Minggu, 01 Januari 2023
jpnn.com, JAKARTA – Ekonom dan Pakar Kebijakan Publik Narasi Institute Achmad Nur Hidayat menilai pemerintah sangat berambisi untuk menerapkan UU Cipta Kerja.
Pasalnya, UU Cipta Kerja dianggap inkonstitusional oleh Mahkamah Konstitusi (MK) dan ditransformasi menjadi Perppu yang menjadi hak subjektif presiden atas situasi mendesak.
Menurutnya, pemerintah seperti kejar tayang sehingga konflik Rusia dan Ukraina dijadikan tapeng yang tampak dimata publik.
“Ini bukan situasi mendesak karena konflik Rusia dan Ukraina melainkan desakan oligarki yang ingin konten Perppu Cipta Kerja segera diterapkan,” ujar Achmad, Minggu (1/12).
Sebelumnya, Presiden Joko Widodo (Jokowi) menerbitkan Peraturan Pemerintah Pengganti Undang-Undang atau Perpu Cipta Kerja.
Artinya, dengan penerbitan perppu ini tersebut maka putusan MK perihal UU Cipta Kerja pun gugur.

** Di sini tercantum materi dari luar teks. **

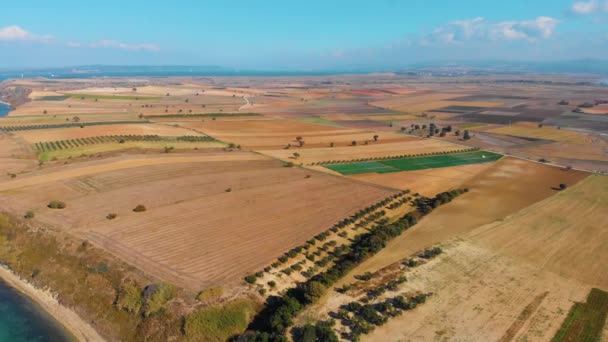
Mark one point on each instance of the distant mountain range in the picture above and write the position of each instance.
(597, 67)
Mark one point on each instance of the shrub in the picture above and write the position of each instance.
(210, 294)
(218, 323)
(139, 208)
(156, 297)
(55, 204)
(130, 298)
(251, 279)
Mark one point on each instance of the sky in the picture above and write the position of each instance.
(299, 35)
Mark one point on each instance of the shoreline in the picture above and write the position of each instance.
(81, 330)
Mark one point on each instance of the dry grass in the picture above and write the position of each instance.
(408, 145)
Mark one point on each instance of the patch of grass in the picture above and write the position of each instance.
(158, 297)
(219, 323)
(112, 97)
(52, 98)
(415, 163)
(203, 115)
(210, 294)
(130, 298)
(585, 321)
(320, 121)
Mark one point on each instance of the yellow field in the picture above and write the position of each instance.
(159, 146)
(410, 146)
(546, 133)
(426, 102)
(565, 233)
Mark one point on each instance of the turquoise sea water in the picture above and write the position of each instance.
(4, 109)
(23, 320)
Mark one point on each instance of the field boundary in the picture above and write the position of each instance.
(395, 157)
(67, 125)
(47, 146)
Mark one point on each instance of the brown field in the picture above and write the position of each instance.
(565, 233)
(179, 237)
(504, 188)
(41, 135)
(514, 279)
(15, 156)
(407, 145)
(426, 102)
(546, 133)
(427, 182)
(482, 295)
(276, 134)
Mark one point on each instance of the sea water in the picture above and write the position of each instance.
(23, 320)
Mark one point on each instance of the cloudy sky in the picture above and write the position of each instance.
(299, 35)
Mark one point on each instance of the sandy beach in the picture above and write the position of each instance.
(81, 330)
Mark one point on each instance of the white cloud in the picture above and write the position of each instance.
(119, 45)
(15, 33)
(590, 7)
(480, 29)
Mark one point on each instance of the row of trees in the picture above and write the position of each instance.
(402, 156)
(65, 125)
(279, 312)
(73, 143)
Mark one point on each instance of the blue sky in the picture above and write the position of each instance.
(304, 35)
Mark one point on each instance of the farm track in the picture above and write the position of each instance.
(59, 175)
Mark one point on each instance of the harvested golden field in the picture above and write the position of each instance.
(190, 233)
(480, 294)
(72, 107)
(382, 148)
(427, 102)
(546, 133)
(54, 134)
(427, 182)
(504, 188)
(15, 156)
(565, 233)
(277, 134)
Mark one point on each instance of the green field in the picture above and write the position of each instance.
(585, 321)
(415, 163)
(112, 97)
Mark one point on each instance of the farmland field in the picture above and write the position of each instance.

Jokowi menyampaikan dunia sedang tidak baik dan ada ancaman sehingga risiko ketidakpastian itulah yang menyebabkan pemerintah mengeluarkan Perppu.
Menurutnya Jokowi, hal itu sangat penting karena ekonomi di 2023 akan sangat tergantung pada investasi dan ekspor.
Meskipun demikian, UU Cipta Kerja yang diputuskan oleh MK sebelumnya lebih melayani dan memfasilitasi kepentingan koorporasi dan pemodal sehingga rakyat menolak penerapan UU Cipta Kerja.
“Perppu ini secara tidak langsung menjadi sebuah pembangkangan terhadap konstitusi dan merendahkan institusi MK,” kata Achmad.
Achmad menegaskan seharusnya MK bereaksi terhadap terbitnya Perppu ini karena perintah sedang mempertontonkan kekuasaannya dengan mempermainkan rasa kegentingan situasi geopolitik.
Karena itu, Perppu Cipta kerja Nomor 2 tahun 2022 diprediksi akan ditolak publik.
“Pemerintah harusnya khawatir bila publik kembali marah dan berniat aksi massal kembali karena kemarahan publik di 2023 akan menambah berat ekonomi di tengah ancaman resesi,” tegas Achmad.